19年の改正労働基準法施行で、高度プロフェッショナル制度が導入されました。高度な専門知識と一定水準以上の年収がある労働者について、労働時間や休日などの概念を外す制度です。この制度の導入の際に非常に多くの反対意見が寄せられたため、厳しい制約がついてしまいました。日本はなかなか成果主義には移行しづらいのです。しかし、いまは多くの企業が在宅勤務の体制をとっていますし、今後ワーケーションのような多様な働き方を実現するために、労働を時間ではなく成果で管理するようなシステムに変えなくてはならない局面に来ています。アフターコロナに勝ち残れるのは、そのような変化ができる企業でしょう。

そして、コロナ禍に関係なくどんな状況でも必要とされるのは、クリエイティブな仕事ができる人材です。ビッグデータやAIに仕事が置き換えられていく中で、それでもなお必要とされる人材が生き残るのは当然です。

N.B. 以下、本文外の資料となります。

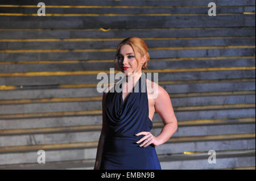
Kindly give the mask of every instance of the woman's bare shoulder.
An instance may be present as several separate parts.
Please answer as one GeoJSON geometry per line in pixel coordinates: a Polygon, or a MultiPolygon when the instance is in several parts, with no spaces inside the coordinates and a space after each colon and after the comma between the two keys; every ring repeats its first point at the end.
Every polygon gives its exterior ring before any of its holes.
{"type": "Polygon", "coordinates": [[[103,92],[104,95],[106,95],[109,92],[109,90],[112,89],[113,87],[114,87],[114,86],[115,86],[114,85],[111,85],[107,88],[106,88],[103,92]]]}
{"type": "Polygon", "coordinates": [[[157,83],[146,79],[147,90],[148,99],[155,100],[158,98],[159,94],[165,94],[166,91],[157,83]]]}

アフターコロナに向けて、いま何をするべきなのか~竹中平蔵の提言~

▼日本政府へ
●国民への一律給付金等の対策を継続的に

直接給付は普通では考えられないことだが、コロナショックを乗り越えるにはそれが必要。例えばマスクを国民に配るのだから、それに小切手を同封できたはず。日本は極端にデジタルシフトへの腰が重い。まず10万円給付金を渡したら、その後はマイナンバーの所持を条件に追加の給付も検討していく。それにより、マイナンバーカードの普及率が上がり、業務の効率化がはかれる。
▼企業へ
●どこでも仕事ができる体制を

今後は都市の在り方に変化があるかもしれない。将来勝ち残る企業は、都市部に拠点を持ちつつも、社員がどこでも仕事ができる体制にし、ワーケーションの導入も積極的に進めるべき。
▼国民へ
●まずは家にいること

経済を回すには元気な人が必要。まずはしっかり家にいて、健康を維持することが日本の未来のためには大切。そして、いま家でやるべきことはデジタルツールの活用と習熟。コロナ後、AIに負けない人材になること。
このままだと日本には暗い未来しか待ち受けない。しかし、しっかり対策をたてれば、日本が再び世界の先端に立つ可能性がある!